Пылающий бог
Шрифт:
Уже далеко за полночь они наконец разошлись на отдых. Вернувшись в шатер, Рин обнаружила на своей дорожной сумке тонкий свиток пергамента.
Она протянула руку, замерла и отдернула ее. Что-то тут не так. Никто в лагере не получал личных посланий. У Коалиции южан был лишь один почтовый голубь, и он мог только отнести сообщение в Анхилуун, в один конец. Чутье подсказывало, что это ловушка. Свиток может быть смазан ядом – в древности этот трюк провернули на бессчетном количестве никанских генералов.

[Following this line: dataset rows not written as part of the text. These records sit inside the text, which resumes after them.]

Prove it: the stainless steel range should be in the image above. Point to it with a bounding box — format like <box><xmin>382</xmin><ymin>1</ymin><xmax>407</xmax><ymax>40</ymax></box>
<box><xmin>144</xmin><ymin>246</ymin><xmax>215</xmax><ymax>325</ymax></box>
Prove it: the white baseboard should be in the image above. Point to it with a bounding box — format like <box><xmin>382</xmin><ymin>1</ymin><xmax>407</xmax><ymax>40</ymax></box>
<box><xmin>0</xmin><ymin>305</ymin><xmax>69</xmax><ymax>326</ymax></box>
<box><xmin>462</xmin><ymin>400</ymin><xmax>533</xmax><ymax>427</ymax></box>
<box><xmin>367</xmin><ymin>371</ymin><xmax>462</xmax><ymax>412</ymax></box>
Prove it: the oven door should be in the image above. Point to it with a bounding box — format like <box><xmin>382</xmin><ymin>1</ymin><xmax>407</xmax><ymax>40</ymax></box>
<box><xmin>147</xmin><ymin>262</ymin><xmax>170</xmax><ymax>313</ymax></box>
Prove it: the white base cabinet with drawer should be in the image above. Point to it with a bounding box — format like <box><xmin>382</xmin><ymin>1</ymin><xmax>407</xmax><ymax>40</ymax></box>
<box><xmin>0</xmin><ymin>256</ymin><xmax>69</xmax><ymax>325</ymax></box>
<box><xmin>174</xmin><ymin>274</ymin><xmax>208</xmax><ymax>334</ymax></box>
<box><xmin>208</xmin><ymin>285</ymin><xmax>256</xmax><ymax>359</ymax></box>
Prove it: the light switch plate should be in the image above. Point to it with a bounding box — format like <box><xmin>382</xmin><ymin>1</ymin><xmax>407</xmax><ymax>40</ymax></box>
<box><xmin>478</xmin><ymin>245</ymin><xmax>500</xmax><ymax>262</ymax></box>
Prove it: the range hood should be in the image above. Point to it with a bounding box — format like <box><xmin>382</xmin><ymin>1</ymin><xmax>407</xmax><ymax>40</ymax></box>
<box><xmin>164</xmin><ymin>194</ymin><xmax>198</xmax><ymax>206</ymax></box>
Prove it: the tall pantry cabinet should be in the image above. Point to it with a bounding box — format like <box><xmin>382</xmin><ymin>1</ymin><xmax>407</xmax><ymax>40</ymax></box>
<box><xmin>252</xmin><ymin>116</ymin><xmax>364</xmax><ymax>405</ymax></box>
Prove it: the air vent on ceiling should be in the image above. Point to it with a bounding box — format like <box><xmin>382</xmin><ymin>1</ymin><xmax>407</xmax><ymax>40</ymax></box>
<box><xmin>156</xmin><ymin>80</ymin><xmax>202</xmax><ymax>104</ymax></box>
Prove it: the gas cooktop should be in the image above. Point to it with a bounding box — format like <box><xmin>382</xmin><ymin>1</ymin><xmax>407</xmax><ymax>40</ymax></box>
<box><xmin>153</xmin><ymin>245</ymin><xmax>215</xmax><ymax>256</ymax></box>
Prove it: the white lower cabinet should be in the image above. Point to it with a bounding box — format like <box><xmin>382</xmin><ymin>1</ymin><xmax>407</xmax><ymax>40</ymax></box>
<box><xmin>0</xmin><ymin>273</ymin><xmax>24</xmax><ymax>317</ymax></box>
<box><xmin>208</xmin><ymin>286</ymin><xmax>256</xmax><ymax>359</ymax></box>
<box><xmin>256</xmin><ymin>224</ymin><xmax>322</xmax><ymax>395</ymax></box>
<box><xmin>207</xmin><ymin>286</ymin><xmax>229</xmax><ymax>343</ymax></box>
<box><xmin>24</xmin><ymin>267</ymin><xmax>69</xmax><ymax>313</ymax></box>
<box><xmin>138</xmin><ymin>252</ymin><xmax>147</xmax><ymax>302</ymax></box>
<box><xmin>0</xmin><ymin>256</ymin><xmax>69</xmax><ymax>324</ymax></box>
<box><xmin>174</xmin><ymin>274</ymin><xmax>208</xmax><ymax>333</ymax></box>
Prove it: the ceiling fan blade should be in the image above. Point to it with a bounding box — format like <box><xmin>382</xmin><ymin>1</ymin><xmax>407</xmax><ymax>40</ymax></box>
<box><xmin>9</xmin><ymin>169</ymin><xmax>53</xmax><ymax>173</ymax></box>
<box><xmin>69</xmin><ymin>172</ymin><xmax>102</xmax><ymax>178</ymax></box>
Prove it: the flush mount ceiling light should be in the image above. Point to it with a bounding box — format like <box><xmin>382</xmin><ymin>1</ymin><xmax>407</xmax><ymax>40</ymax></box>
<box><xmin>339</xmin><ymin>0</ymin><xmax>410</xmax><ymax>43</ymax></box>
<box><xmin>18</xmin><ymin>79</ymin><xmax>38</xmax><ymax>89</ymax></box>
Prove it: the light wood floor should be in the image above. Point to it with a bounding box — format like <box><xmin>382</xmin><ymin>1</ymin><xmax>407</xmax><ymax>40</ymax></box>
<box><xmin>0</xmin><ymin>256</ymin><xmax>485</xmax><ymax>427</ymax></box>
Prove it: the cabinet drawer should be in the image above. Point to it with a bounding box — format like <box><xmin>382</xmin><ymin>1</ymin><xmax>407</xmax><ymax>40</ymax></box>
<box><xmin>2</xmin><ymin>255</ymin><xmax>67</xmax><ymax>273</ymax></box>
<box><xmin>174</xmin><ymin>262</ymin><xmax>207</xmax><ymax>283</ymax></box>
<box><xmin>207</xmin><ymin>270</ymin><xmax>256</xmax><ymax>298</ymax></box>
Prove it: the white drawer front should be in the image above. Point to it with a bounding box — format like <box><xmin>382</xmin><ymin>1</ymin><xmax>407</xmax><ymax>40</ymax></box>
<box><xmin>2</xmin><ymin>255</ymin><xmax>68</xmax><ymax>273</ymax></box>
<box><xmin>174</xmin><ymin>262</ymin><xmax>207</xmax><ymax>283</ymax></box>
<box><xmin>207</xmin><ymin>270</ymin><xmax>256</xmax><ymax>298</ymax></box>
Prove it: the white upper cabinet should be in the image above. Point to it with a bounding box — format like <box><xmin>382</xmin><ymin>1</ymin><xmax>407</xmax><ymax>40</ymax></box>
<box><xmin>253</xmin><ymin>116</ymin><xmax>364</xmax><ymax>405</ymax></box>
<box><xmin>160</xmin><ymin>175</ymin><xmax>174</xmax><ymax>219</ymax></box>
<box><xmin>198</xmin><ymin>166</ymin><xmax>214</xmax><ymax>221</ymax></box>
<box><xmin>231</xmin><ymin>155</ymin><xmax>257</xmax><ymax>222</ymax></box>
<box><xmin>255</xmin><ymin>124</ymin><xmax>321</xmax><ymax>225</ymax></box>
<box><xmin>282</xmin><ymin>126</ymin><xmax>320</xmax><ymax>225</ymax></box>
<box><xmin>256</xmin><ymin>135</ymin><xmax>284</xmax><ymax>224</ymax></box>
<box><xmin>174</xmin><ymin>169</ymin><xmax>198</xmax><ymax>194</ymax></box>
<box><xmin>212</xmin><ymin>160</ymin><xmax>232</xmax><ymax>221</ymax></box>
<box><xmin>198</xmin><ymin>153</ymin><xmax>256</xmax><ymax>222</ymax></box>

Она поднесла к свитку ладонь с крохотным огоньком, освещая его с разных углов. Но не увидела ничего опасного – ни тонких игл, ни темных пятен по краям. И все-таки
На восковой печати красовался дракон семьи Инь.
Рин медленно выдохнула, пытаясь утихомирить бешено колотящееся сердце. Это какая-то шутка, чей-то несмешной трюк, и шутники понесут наказание.
Записка была нацарапана неровным детским почерком, иероглифы расплылись и наезжали один на другой, пришлось прищуриться, чтобы прочесть.
Здравствуй, Рин!
Меня попросили написать это собственноручно, хотя не уверен, что ты узнаешь почерк – после твоего отъезда я почти не учился писать.
«Не смешно», – пробормотала Рин себе под нос.
Но она уже знала, что это не шутка. Никто в лагере этого не сделал бы. Никто не знал.
Это Кесеги, если ты еще не поняла. Я уже некоторое время сижу в тюрьме Нового города и сам в этом виноват – по глупости похвастался тем, что ты моя сестра и я тебя знаю, об этом донесли охране, и вот я здесь.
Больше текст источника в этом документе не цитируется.